Figure 3 illustrates how throttling can be implemented in a multi-tenant system. Users from each of the tenant organizations access a cloud-hosted application where they fill out and submit surveys. The application contains instrumentation that monitors the rate at which these users are submitting requests to the application.
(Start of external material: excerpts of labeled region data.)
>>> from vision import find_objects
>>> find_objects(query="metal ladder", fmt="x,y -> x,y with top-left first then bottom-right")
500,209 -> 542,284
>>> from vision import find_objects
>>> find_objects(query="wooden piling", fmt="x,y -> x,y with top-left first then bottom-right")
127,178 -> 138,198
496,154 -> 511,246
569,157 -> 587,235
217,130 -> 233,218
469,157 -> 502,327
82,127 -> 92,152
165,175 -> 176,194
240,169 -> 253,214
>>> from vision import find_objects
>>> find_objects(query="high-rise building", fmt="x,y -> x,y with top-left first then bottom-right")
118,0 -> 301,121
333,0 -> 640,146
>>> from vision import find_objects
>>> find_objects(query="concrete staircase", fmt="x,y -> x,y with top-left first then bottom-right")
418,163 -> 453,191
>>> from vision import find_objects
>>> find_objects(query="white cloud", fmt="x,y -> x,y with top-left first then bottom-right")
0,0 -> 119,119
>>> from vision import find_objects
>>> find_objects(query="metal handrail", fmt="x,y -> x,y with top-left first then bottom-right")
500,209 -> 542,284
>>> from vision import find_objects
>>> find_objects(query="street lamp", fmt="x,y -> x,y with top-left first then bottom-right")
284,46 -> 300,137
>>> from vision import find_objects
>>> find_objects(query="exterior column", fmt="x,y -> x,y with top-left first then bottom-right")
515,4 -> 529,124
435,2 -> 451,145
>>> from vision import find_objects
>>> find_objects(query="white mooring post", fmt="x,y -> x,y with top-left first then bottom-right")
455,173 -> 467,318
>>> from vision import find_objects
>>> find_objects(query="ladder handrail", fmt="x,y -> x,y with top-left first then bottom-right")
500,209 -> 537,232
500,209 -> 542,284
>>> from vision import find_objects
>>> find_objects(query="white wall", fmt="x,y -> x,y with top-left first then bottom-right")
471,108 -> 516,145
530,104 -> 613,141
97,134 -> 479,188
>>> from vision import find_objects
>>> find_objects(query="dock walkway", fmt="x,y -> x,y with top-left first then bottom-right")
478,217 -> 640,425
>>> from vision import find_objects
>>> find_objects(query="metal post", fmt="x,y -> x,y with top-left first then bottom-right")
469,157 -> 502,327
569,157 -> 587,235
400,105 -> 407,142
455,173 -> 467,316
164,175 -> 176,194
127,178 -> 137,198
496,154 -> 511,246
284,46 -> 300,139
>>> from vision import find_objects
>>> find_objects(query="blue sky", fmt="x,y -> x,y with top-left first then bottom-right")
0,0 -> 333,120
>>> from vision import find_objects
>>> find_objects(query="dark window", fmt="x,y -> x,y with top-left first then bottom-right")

In order to prevent the users from one tenant affecting the responsiveness and availability of the application for all other users, a limit is applied to the number of requests per second that the users from any one tenant can submit. The application blocks requests that exceed this limit.

7.相关阅读

The following patterns and guidance may also be relevant when implementing this pattern:

Instrumentation and Telemetry Guidance. Throttling depends on gathering information on how heavily a service is being used. The Instrumentation and Telemetry Guidance describes how to generate and capture custom monitoring information.
Service Metering Guidance. This guidance describes how to meter the use of services in order to gain an understanding of how they are used. This information can be useful in determining how to throttle a service.
Autoscaling Guidance. Throttling can be used as an interim measure while a system autoscales, or to remove the need for a system to autoscale. The Autoscaling Guidance contains more information on autoscaling strategies.
Queue-based Load Leveling pattern. Queue-based load leveling is a commonly used mechanism for implementing throttling. A queue can act as a buffer that helps to even out the rate at which requests sent by an application are delivered to a service.
Priority Queue Pattern. A system can use priority queuing as part of its throttling strategy to maintain performance for critical or higher value applications, while reducing the performance of less important applications.